Byron recebia elogios de seus amigos e de familiares distantes. Porém,
um aviso sobre um artigo hostil e violento que seria publicado na
Revista de Edimburgo - principal órgão liberal escocês, lhe chegou aos
ouvidos. Ele esperava com grande ansiedade, mas não esperava tanto: “A poesia desse jovem Lord pertence àquela cuja existência nem Deus e nem os homens admitem. Para diminuir o seu crime, o nobre autor apresenta sobretudo o argumento de sua menoridade. Provavelmente
pretende dizer: vejam como um menor pode escrever! Este poema foi
feito por um rapaz de 18 anos... e este por um de 16!...”, e por aí
prossegue, com um tom igualmente cruel. Byron ficou arrasado. Pensou
em replicar, mas decidiu calar-se - por enquanto. Relevou o facto de
que todos os escritores passam por isso em suas respectivas carreiras e
prosseguiu com a mesma empolgação.
Lord Byron decidiu partir para uma viagem incógnita, na qual ele
pretendia descobrir as belezas dos países vizinhos a Inglaterra. Visitou
vários países e dividiu o seu gosto pela beleza contrastante entre as
obras góticas e as produzidas pela guerra. Byron achava lindas as
paisagens de uma cidade destruída e pelos corpos moribundos, caídos
pelos cantos. Obteve diversas experiências e voltou renovado para
Inglaterra. Foi, então, convocada a sua presença na Câmara dos Lordes
para tomar posse do seu cargo. Byron agiu completamente contra as
tradições que assolavam a Câmara: primeiro, foi acompanhado apenas de
um amigo, enquanto a presença da família nunca deixou de existir como
princípio aos Lordes. Depois, agiu como um indiferente ao receber os
cumprimentos do presidente da Câmara. O seu amigo espantou-se ao
presenciar tamanha arrogância: Byron ofereceu ao “presidente” apenas as
pontas dos dedos como forma de, segundo ele, “não iludi-lo em relação
ao seu possível apoio, pois não o daria a ninguém deste lugar”.

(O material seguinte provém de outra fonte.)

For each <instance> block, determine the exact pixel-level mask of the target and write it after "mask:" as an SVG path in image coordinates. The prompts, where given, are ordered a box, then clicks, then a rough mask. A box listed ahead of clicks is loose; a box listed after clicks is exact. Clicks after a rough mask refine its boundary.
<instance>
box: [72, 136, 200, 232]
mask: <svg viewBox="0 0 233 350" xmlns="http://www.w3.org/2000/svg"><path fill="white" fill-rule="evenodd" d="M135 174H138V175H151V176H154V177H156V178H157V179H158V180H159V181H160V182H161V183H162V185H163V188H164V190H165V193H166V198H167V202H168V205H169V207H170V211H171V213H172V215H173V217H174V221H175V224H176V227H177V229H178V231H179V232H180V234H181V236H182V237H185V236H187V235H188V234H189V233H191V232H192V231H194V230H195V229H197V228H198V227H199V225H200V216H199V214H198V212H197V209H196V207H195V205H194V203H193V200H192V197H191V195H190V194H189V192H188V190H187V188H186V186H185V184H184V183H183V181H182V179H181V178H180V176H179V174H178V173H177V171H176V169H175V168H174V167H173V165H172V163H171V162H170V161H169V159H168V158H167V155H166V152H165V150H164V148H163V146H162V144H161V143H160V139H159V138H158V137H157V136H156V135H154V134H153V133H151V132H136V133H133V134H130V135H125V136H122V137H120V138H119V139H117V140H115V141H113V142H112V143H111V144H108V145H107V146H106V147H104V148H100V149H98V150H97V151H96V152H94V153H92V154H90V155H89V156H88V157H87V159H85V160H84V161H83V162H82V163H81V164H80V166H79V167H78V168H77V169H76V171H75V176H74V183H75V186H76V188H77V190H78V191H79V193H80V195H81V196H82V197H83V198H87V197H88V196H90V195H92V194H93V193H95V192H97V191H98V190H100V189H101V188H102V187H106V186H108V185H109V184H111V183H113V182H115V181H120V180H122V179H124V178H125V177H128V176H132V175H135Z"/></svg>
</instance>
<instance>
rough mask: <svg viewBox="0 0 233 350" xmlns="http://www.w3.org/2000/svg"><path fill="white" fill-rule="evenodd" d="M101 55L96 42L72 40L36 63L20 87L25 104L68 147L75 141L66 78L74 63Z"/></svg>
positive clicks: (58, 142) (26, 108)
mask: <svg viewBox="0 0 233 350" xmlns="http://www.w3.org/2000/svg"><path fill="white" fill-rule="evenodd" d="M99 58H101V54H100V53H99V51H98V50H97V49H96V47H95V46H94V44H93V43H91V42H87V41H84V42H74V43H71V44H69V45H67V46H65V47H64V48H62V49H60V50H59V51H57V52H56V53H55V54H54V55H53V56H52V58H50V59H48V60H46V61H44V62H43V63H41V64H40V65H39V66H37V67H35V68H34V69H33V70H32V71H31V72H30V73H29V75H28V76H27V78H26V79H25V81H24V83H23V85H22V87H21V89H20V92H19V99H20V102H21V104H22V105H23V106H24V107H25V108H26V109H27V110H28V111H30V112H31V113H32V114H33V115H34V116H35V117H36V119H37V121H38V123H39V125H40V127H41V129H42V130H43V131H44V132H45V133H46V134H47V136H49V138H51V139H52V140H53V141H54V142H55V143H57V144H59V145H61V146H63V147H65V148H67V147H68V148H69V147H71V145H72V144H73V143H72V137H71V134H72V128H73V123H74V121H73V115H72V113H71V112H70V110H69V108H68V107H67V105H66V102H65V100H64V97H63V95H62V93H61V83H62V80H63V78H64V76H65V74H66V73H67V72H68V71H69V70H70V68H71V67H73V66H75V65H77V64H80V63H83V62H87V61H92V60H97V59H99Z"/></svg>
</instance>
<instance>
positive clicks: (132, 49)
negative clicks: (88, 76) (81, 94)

O tempo se passou e o poeta resolveu lançar seu mais novo trabalho:
Childe Harold. O livro contava suas aventuras durante a viagem pela
Europa e foi concebido pela sociedade como um novo fenómeno literário.
Byron, de início, não acreditava que seu livro fosse capaz de causar
tanto frisson; contudo, foi o que aconteceu. A obra explodiu como
uma bomba prestes a iniciar novos tempos na vida de um homem que, por
sua vez, estava prestes a viver algo bem mais explosivo que o sucesso: o
incesto.
Nasce o Dom Juan e a eterna tormenta...
A nova vida se instalava com ares de idolatria. Um rei suspenso de seu
posto por toda vida e que definitivamente tomava seu devido lugar.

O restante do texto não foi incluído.